Skeletal muscle
insulin resistance and
mitochondrial dysfunction are some of the major pathological defects implicated in the development of
type 2 diabetes (T2D). Therefore, it has become necessary to understand how common interventions such as physical exercise and
caloric restriction affect metabolic function, including physiological processes that implicate skeletal muscle dysfunction within a state of T2D. This review critically discusses evidence on the impact of physical exercise and
caloric restriction on markers of
insulin resistance and
mitochondrial dysfunction within the skeletal muscle of patients with T2D or related metabolic complications. Importantly, relevant information from clinical studies was acquired through a systematic approach targeting major electronic databases and search engines such as PubMed, Google Scholar, and Cochrane library.
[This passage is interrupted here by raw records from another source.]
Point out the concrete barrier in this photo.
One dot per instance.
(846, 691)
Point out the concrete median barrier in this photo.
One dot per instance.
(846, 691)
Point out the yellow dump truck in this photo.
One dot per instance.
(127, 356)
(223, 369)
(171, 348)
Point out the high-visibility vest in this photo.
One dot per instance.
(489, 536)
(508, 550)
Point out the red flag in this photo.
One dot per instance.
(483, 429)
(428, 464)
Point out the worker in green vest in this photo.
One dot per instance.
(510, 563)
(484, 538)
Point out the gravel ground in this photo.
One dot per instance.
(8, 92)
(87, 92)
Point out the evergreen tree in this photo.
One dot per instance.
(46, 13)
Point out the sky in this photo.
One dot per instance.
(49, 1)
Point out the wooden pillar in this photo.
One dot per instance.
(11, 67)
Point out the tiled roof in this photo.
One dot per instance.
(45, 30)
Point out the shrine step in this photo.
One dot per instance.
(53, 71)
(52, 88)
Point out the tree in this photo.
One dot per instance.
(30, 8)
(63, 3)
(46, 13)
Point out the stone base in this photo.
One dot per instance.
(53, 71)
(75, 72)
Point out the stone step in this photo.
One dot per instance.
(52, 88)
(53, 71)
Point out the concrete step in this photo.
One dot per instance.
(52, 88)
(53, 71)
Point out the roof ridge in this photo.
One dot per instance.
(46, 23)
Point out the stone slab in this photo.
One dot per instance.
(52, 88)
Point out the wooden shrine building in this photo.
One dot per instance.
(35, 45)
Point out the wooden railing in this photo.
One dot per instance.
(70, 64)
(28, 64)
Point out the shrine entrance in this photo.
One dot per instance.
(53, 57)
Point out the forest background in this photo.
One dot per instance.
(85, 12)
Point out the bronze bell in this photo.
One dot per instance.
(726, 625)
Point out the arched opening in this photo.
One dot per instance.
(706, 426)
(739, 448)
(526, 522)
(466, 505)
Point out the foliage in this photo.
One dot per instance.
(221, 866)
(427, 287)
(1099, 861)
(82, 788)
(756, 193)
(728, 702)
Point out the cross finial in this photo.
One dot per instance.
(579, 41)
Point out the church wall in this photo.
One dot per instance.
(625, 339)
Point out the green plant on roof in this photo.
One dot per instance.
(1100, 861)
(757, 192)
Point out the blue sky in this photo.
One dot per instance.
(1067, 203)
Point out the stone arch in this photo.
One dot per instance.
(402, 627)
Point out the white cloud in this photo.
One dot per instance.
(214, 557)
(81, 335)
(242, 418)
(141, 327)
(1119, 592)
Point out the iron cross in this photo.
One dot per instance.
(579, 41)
The reported evidence suggests that interventions like physical exercise and
caloric restriction, within a duration of approximately 2 to 4 months, can improve
insulin sensitivity, in part by targeting the
phosphoinositide 3-kinases/
protein kinase B pathway in patients with T2D. Furthermore, both physical exercise and
caloric restriction can effectively modulate markers related to improved mitochondrial function and dynamics. This was consistent with an improved modulation of mitochondrial oxidative capacity and reduced production of
reactive oxygen species in patients with T2D or related metabolic complications. However, such conclusions are based on limited evidence, additional clinical trials are required to better understand these interventions on pathological mechanisms of T2D and related abnormalities.